The coming New World Disorder is already facing delegitimation by those unwilling to blindly follow orders. Such ethical acts of defiance include librarians refusing to tell the government who’s checked out which books, soldiers resisting the call to arms, and high school students skipping classes on March 5 for a civic education of their own. In the hard months ahead, principled noncompliance will likely continue to escalate, becoming more broad-based as well as creative.

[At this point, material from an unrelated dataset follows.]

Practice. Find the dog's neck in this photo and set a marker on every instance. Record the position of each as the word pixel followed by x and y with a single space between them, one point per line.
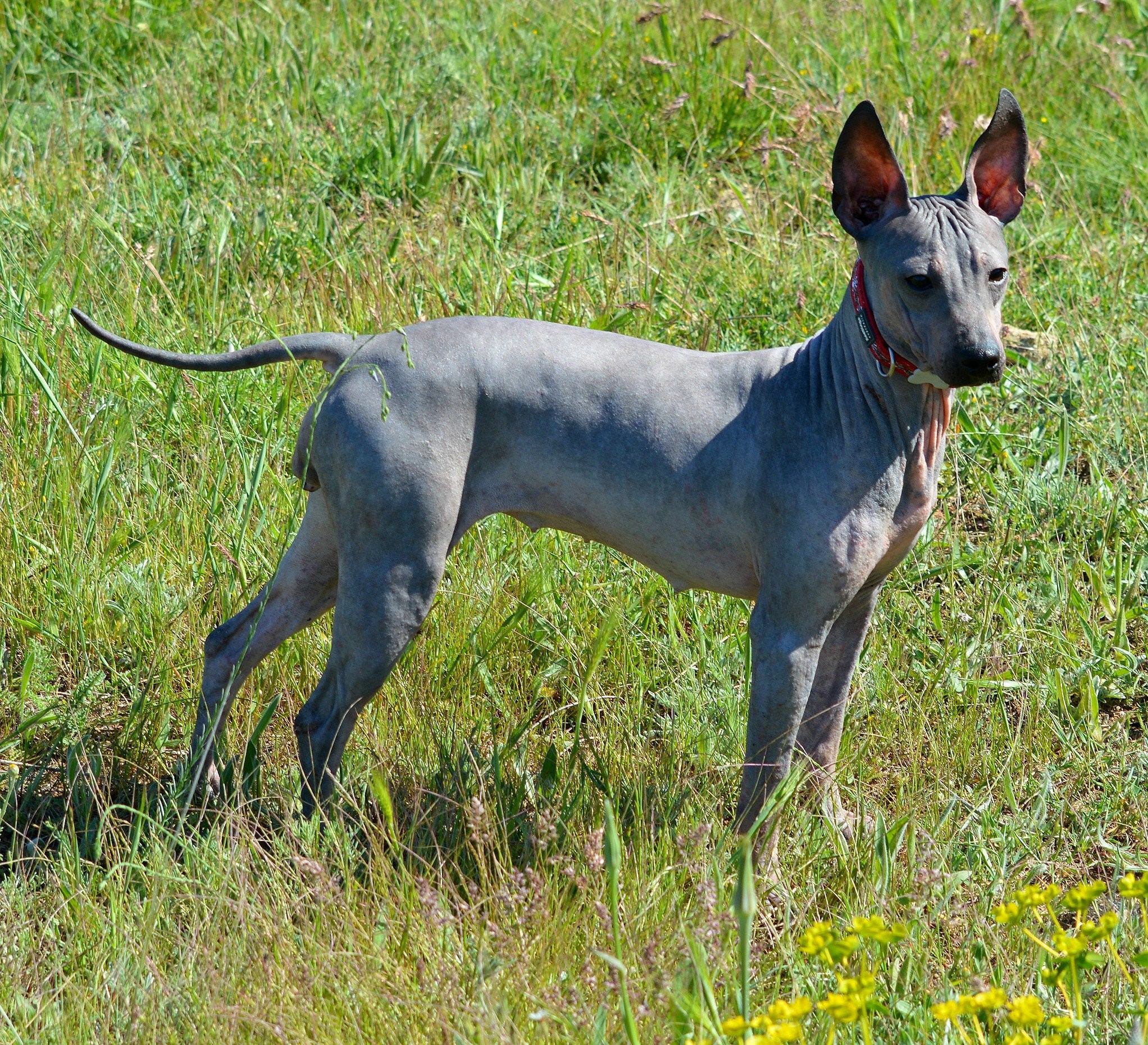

Yet this same “failure to obey” shouldn’t just be reserved for entities outside an antiwar movement, as F15 made clear. Be it at the hands of social democratic NGOs or party-like Marxist-Leninist groups, resistance too will not be controlled from above. Indeed, we should deliberately expand on the emancipatory practices of the anti-globalization movement; we should self-consciously cultivate directly democratic and confederated forms of organization as a basis of unity that equally allows for diversity. A successful antiwar movement will be one that openly disobeys self-appointed authorities — no matter who’s issuing the commands.